NM: How important will your relationship be with the administration and the media for getting desired success?
JS: It is really important. We got to understand that we are all on the same boat. Our goal is the same and that is the progression of Bangladesh cricket. If we want to go forward we all need to work together. If we fight each other and not go in the same direction then it is going to be really hard for the coach to have success. So I am looking forward to a good working relationship with everyone in administration and media.
NM: Are you going to do homework on Bangladeshi players before you come back to take full charge of the national team?
JS: I will come back probably in the third week of November. In the meantime I got to put together a program for the lead up to the New Zealand tour. I think I will get the National players in the camp for around 15 days. So my job would be to come back with a complete training schedule. Beside that I am taking a lot of video footages of the Bangladeshi players. I will analyze those. I will get the opposition’s footage as well. I will try to find their strong and weak points.
NM: In two years where do you want to see Bangladesh cricket?
JS: I want to see that our performance is improving all the time and moving up the rankings. It does not mean that my aim is to take Bangladesh to number two or number three position in the ranking. My philosophy is very simple. Daily improvement is my aim. We want to do better from what we did in the last match. I think we will definitely be a much improved team in two years. How improved? Well, time will tell.
NM: Now, on your career as a player. Shane Warne has bracketed you in the list of the 50 greatest cricketers he has ever seen. How do you feel about that?
JS: I played with Shane and against Shane. He has obviously seen a lot of good cricketers. I feel honored that Shane has put me in that bracket. In fact some people get a bit of humor out of it because I have never played Test cricket. But at the same time a lot of people respect the fact that I was a reasonable batsman, a reasonable fielder. Although I must admit that I may been a little bit overrated in Shane’s estimations. That is my humble assessment.
NM: You are considered as one of the best batsmen never to have appeared in the famous Baggy Green cap in Tests. How do you see that?
JS: I am obviously disappointed that I did not get the opportunity to bat in Test Cricket. David Boon, Dean Jones, Mark Waugh, Steve Waugh, Allan Border—all great cricketers for Australia were there ahead of me. I consider myself a little bit unlucky that those all great batmen were around in my era. I got a couple of opportunities though but did not probably take them when I could have. You got to take your opportunity when it comes. That is what I am asking the Bangladeshi batsmen to do (laughs).

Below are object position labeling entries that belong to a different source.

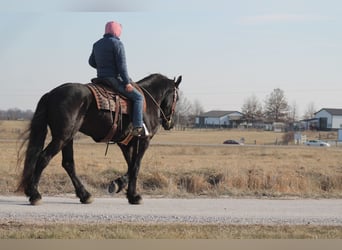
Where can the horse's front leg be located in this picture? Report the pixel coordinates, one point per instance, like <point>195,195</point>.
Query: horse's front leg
<point>118,184</point>
<point>69,165</point>
<point>133,155</point>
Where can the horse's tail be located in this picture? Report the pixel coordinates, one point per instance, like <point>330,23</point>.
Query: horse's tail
<point>35,136</point>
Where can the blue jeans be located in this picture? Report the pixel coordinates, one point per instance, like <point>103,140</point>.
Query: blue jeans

NM: At the end of your playing career why did you get interested in coaching?
JS: Even during my playing career I was really interested in improving the players around me. That was something in-built in my leadership skills and that sort of directed me that way to help bring other people underneath me through. As the captain of South Australia that was really my job to bring the players through and teach them how to bat, how to bowl, how to field. I had been acting as a coach while I was the captain. So it is a natural progression for me to become a coach after ending my playing careers.